# Grease trap install



## jedhead85 (Aug 1, 2010)

Im going to install a grease trap to a three compartment sink and I would like to know if a p-trap is still necessary before I tie into the grease trap.


----------



## RealLivePlumber (Jun 22, 2008)

jedhead85 said:


> Im going to install a grease trap to a three compartment sink and I would like to know if a p-trap is still necessary before I tie into the grease trap.


 Whats your code book say?


----------



## SewerRatz (Apr 25, 2009)

RealLivePlumber said:


> Whats your code book say?


 Wait, you mean the code book tells us how to plumb things properly? Dang, I wish I never used my code book to light the fireplace.


----------



## ILPlumber (Jun 17, 2008)

A p-trap isn't necessary. Ya don't p in the sink silly........


----------



## Optimus Primer (May 20, 2009)

Matt said:


> A p-trap isn't necessary. Ya don't p in the sink silly........

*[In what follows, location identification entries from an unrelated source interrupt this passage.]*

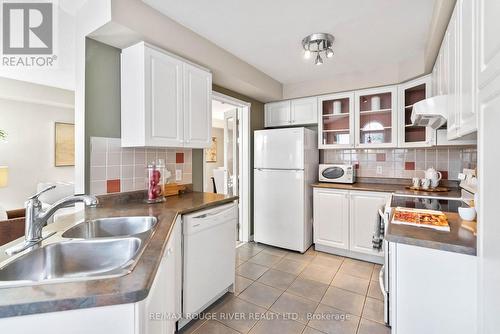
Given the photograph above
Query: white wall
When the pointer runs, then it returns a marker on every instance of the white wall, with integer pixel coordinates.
(210, 166)
(29, 149)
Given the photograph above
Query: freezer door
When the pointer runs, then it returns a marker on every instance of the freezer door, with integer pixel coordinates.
(279, 208)
(279, 148)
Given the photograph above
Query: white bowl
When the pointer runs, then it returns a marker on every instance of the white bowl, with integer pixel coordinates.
(467, 213)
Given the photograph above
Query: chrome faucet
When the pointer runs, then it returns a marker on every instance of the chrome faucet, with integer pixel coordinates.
(36, 218)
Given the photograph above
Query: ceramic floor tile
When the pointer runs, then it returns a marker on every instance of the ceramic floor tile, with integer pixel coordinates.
(332, 321)
(241, 283)
(277, 325)
(288, 303)
(308, 289)
(290, 266)
(319, 273)
(260, 294)
(344, 300)
(265, 259)
(247, 314)
(357, 268)
(369, 327)
(277, 279)
(351, 283)
(374, 290)
(374, 310)
(214, 327)
(251, 270)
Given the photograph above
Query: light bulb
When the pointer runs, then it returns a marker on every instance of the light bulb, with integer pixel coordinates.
(318, 61)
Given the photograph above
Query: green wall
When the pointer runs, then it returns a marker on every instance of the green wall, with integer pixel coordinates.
(102, 96)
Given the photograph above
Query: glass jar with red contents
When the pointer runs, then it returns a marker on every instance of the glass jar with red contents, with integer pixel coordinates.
(155, 178)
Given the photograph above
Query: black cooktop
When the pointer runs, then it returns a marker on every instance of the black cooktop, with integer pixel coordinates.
(441, 204)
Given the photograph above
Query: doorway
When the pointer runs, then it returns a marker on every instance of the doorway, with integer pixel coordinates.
(226, 164)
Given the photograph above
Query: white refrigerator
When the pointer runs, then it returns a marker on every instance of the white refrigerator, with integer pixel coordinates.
(285, 166)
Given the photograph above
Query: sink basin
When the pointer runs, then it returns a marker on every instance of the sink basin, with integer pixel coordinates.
(111, 227)
(73, 259)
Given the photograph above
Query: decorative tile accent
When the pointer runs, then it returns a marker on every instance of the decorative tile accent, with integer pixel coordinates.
(113, 186)
(404, 163)
(115, 169)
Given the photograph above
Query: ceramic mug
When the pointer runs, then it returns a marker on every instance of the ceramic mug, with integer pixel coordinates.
(416, 182)
(426, 183)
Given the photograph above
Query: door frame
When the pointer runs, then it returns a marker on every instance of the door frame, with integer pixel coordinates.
(244, 162)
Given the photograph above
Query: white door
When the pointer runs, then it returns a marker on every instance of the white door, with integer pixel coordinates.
(279, 148)
(164, 117)
(197, 107)
(364, 214)
(279, 208)
(331, 218)
(488, 63)
(277, 114)
(231, 177)
(467, 117)
(304, 111)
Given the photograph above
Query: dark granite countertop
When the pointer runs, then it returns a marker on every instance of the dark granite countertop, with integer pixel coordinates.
(133, 287)
(459, 239)
(388, 188)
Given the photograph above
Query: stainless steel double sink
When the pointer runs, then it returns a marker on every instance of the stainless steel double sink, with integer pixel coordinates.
(105, 247)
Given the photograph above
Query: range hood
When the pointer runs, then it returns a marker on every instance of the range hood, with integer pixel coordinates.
(430, 112)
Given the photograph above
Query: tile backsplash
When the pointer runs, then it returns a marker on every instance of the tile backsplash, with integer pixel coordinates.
(116, 169)
(404, 163)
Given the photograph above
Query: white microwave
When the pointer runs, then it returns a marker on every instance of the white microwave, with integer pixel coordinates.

Yeah but what about in a shower???


----------



## braindead (May 29, 2010)

jedhead85 said:


> Im going to install a grease trap to a three compartment sink and I would like to know if a p-trap is still necessary before I tie into the grease trap.


If this is a commercial install you may run into two codes to deal with; plumbing and health dept.

The areas that I'm used to don't even use traps on the sinks, they have to be run indirect to a floor sink. You need to check with your local jurisdiction.


----------



## braindead (May 29, 2010)

Matt said:


> A p-trap isn't necessary. Ya don't p in the sink silly........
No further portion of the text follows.